Dans son rapport annuel sur les finances publiques des Etats membres de l'UE, l'exécutif communautaire a par ailleurs jugé "favorables" les hypothèses liées à la réduction de la dette et des déficits publics français et a appelé Paris à se tenir prêt à prendre de nouvelles mesures d'économie si nécessaire.

"La stratégie européenne d'une consolidation budgétaire différenciée et graduelle reste valide face aux turbulences persistantes sur les marchés et aux incertitudes quant au rythme de la récupération", a dit le commissaire européen aux affaires économiques et monétaires, Olli Rehn, dans un communiqué.

"Les Etats membres actuellement sous la pression des marchés doivent continuer à remplir leurs objectifs budgétaires et prendre des mesures supplémentaires si besoin. Les Etats membres avec des marges de manoeuvre doivent laisser les stabilisateurs automatiques jouer pour contrer les effets d'un ralentissement de la reprise", a-t-il ajouté.

Selon les chiffres de la Commission, le ratio de la dette publique par rapport au PIB européen devrait continuer de grimper pour atteindre 83,3% en 2012, soit 20 points de PIB de plus qu'en 2007, lorsque la crise a débuté.

MESURES SUPPLÉMENTAIRES

Concernant la France, qui est à nouveau pointée du doigt pour ne pas avoir suffisamment fait d'efforts budgétaires en période de croissance, ce ratio devrait s'établir à 86,8% en 2012 - soit 22,9 points de plus qu'en 2007 - avant de commencer à décliner lentement.

Bruxelles juge aussi que les hypothèses sur lesquelles est basé le scénario français de réduction des déficits sont trop favorables, particulièrement en ce qui concerne les prévisions de croissance.

La France s'est engagée auprès de la Commission a faire repasser son déficit sous la barre des 3% de PIB, fixée par le Pacte de stabilité et de croissance, d'ici à 2013.
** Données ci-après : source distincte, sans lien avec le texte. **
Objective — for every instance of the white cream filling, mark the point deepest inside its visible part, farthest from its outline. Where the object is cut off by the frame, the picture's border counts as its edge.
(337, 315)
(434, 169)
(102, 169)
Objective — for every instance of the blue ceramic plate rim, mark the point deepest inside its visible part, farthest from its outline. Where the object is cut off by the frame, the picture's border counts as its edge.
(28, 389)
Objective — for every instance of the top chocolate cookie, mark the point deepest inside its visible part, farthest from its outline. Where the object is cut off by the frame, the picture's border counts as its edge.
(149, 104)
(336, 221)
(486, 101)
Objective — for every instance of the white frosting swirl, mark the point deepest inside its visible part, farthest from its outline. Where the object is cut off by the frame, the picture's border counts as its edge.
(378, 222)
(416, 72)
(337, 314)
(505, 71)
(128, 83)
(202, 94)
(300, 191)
"Il n'est pas certain que les déficits excessifs seront corrigés d'ici 2013 sauf si des mesures supplémentaires sont prises", estime la Commission dans son rapport.

Elle invite donc les autorités françaises à "spécifier les mesures pour 2012 et au delà, à prendre des mesures supplémentaires si besoin et à utiliser tout surplus de revenus pour accélérer la réduction du déficit et de la dette".

Elle demande enfin de s'assurer de la soutenabilité du système de retraites et d'améliorer l'efficacité du système fiscal français, via une réduction des charges sociales au profit des taxes sur l'environnement et la consommation et via la réduction des niches fiscales.